Could There Still Be Hope For Your Restaurant?
What happens to your restaurant after COVID? The detailing descriptions of the $670 billion Paycheck Protection Program, which issued paycheck protection loans, created by the Cares Act, are also the most frustrating, especially for restaurant owners. These loans are said to be forgiven if all employees are kept on the payroll for eight weeks and the money is divided up by 75% for payroll and 25% for the remainder of expenses like rent, mortgage interest, or utilities.
So how can a restaurant that has been mandated to close utilize these funds in this way? The short answer: they can’t, and when they can re-open, they will need to operate at a limited capacity with a limited amount of staff.
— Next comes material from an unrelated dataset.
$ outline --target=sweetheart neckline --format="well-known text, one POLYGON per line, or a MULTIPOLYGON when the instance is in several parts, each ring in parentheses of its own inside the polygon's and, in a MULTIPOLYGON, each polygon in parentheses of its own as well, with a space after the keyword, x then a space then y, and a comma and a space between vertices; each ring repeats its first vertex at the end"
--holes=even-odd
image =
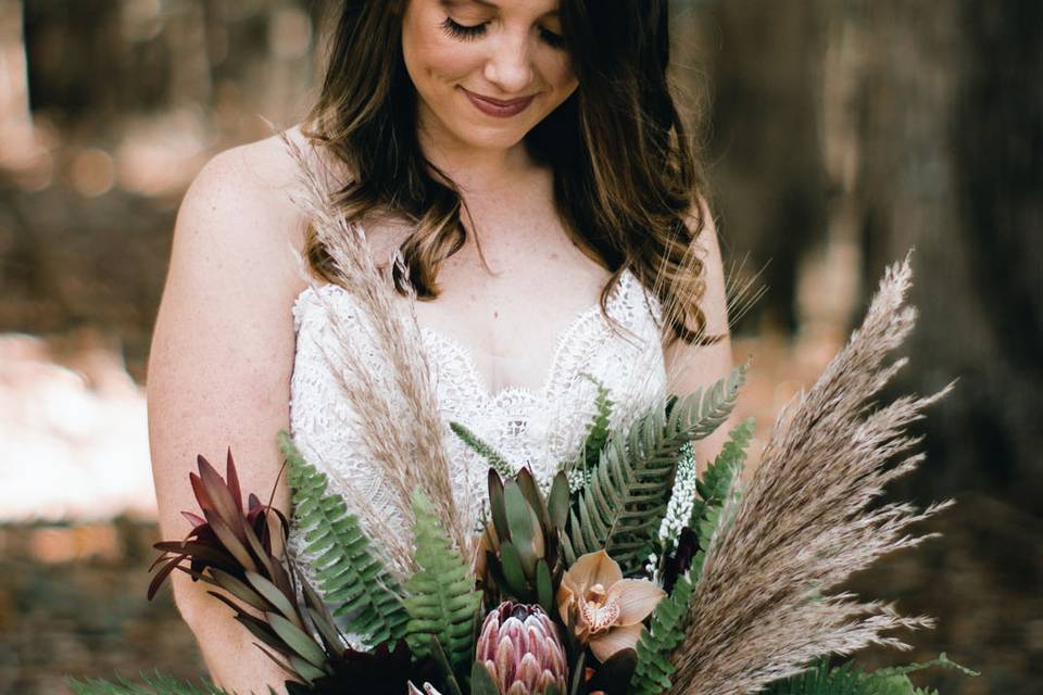
MULTIPOLYGON (((636 280, 637 277, 629 268, 624 269, 618 281, 608 292, 608 296, 606 298, 606 306, 611 306, 613 302, 617 301, 624 291, 629 291, 630 282, 636 280), (627 283, 626 287, 624 283, 627 283)), ((351 294, 339 285, 326 283, 318 286, 318 290, 325 290, 326 288, 336 288, 336 291, 339 291, 347 296, 351 296, 351 294)), ((314 292, 315 288, 309 286, 301 290, 301 292, 297 295, 293 301, 294 314, 297 313, 297 307, 301 302, 301 298, 310 291, 314 292)), ((468 378, 481 396, 494 405, 500 405, 501 402, 505 400, 510 401, 512 396, 524 397, 529 402, 546 401, 548 392, 550 391, 551 386, 554 383, 554 377, 561 369, 562 356, 565 352, 565 348, 569 344, 569 339, 576 333, 577 330, 579 330, 587 321, 589 321, 591 317, 600 316, 601 303, 599 301, 591 306, 580 309, 573 316, 568 324, 565 325, 565 328, 557 332, 554 339, 554 349, 551 352, 550 364, 543 371, 543 378, 539 387, 505 386, 495 390, 489 386, 488 379, 478 369, 476 353, 470 345, 436 328, 420 326, 419 321, 417 321, 417 327, 419 328, 422 334, 426 334, 429 339, 441 342, 444 348, 455 352, 456 355, 464 362, 468 378)))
You spoke, and congress listened.
The restaurant and hospitality industry are the largest hit industry throughout this pandemic, and they will continue to feel the impact for months to come. Last week, representatives of congress introduced the Paycheck Protection Flexibility Act, which would extend the period in which small businesses can use the money and ease restrictions on the amount they can spend on non-payroll expenses such as rent.
So how would this look?
1. Expands forgiveness for expenses beyond the eight-week period
2. Eliminates the capping of non-payroll expenses from 25%
3. Extends loan terms beyond 2 years
4. Allows deferment on payroll tax for businesses
5. Extends deadlines of re-hiring furloughed or laid-off workers
In addition, a newly proposed bill supporting small and medium-sized restaurants that have struggled to access and make use of Paycheck Protection Program (PPP) has been introduced. The Real Economic Support That Acknowledges Unique Restaurant Assistance Needed to Survive Act of 2020, or simply, the Restaurants Act, would create a $120 billion grant program tailored at the 500,000 plus medium to small restaurants, and would infuse them with the cash needed to stay open through the rest of the year. This bill aims to help restaurants ride out the pandemic as they face a future of limited dining capacity, public fear and rising costs to cover masks, gloves and cleaning products with very few strings attached.
So how would this look?
1. Under the Restaurants Act, funds are available only to independent establishments with fewer than 20 locations under the same name. This was a caveat designed to avoid a repeat of PPP embarrassments where huge franchises capitalized on these funds and small businesses were left in the dark.
2. Funding would be available until end of 2020
3. The grant covers restaurants’ difference between revenue from 2019 and the anticipated revenue through 2020, and will be capped at $10 million
4. It could be used to cover payroll, benefits, mortgage, rent, protective equipment and cleaning supplies, as well as debts and outstanding vendor invoices with no restrictions on how to divvy it up.
The act is far from being signed into a bill of law, but is being widely supported by the likes of chefs and restaurant groups, including the Independent Restaurant Coalition — an advocacy group that took part in a restaurant relief roundtable discussion at the White House earlier this week.